By now everyone knows that for the past year has seen the Fed unleash an unprecedented crusade against not only runaway inflation - having been responsible for the surge in prices in the first place thanks to trillions in post-covid "MMT" helicopter money - and employment - hoping to contained the soaring inflation by means of a broad economic recession - but has also targeted prices of equities and bonds, i.e., risk assets, which after a decade of merciless and relentless asset bubble blowing have been suddenly forsaken by the money printing institution of the US which has been doing everything in its power to hammer every rally and crush animal spirits (if only for the time being, a time when weekly angry phone calls from the senile occupant in the White House demanding the Fed make everyone equally poor impinge on the Fed's true first commandment which is to make a handful of people very rich while monetizing the US debt in the meantime).

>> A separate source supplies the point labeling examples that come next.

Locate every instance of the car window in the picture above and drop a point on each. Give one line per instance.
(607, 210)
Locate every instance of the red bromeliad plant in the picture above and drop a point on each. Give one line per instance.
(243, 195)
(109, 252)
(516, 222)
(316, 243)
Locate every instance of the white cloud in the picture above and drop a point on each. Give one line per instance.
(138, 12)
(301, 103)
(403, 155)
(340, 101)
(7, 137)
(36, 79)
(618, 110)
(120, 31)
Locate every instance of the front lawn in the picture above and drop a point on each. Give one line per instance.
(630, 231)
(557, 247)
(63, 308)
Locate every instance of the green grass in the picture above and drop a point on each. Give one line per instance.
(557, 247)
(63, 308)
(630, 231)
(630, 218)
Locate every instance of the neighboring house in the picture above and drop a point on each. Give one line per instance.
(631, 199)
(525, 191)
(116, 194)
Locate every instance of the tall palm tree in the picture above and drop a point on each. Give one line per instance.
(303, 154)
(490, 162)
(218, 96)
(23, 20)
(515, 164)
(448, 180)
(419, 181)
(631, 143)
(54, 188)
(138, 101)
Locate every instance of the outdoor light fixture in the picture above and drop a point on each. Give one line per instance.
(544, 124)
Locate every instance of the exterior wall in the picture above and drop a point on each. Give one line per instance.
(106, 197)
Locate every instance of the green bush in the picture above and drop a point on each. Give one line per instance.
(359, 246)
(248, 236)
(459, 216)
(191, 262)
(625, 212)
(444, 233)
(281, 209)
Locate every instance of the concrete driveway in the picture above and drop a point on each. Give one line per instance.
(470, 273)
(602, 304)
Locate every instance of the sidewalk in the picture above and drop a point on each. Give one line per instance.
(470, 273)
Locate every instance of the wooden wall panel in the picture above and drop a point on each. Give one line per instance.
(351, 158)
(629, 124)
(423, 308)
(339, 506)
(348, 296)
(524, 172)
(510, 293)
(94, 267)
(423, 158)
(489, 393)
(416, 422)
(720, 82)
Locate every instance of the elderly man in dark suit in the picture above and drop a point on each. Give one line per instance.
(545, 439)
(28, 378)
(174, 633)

In its determined pursuit of lower asset prices, the Fed has been engaged in the fastest rate hiking campaign since Volcker broke the back of double digit inflation 40 years ago. But as rate hikes are about to downshift again to 25bps, before hitting pause (and going into reverse in the second half of '23 according to the market if not the Fed) the Fed is left with another, more powerful tool to crush risk prices: QT, the same Quantitative Tightening that Goldman's head of hedge fund sales last week said that "While All Attention Is On Rates, The Real Risk Is That Global QT Is Just Starting."
Understandably, the fact that QT may stick for a long time even as the Fed's rate hikes end (and reverse), is keeping traders on edge. Indeed, while we disagree with Goldman on most thing, we certainly are sympathetic that while rates may come and go (and rise or fall), what happens in the market is mostly a function of QE (or, as the case may be, QT).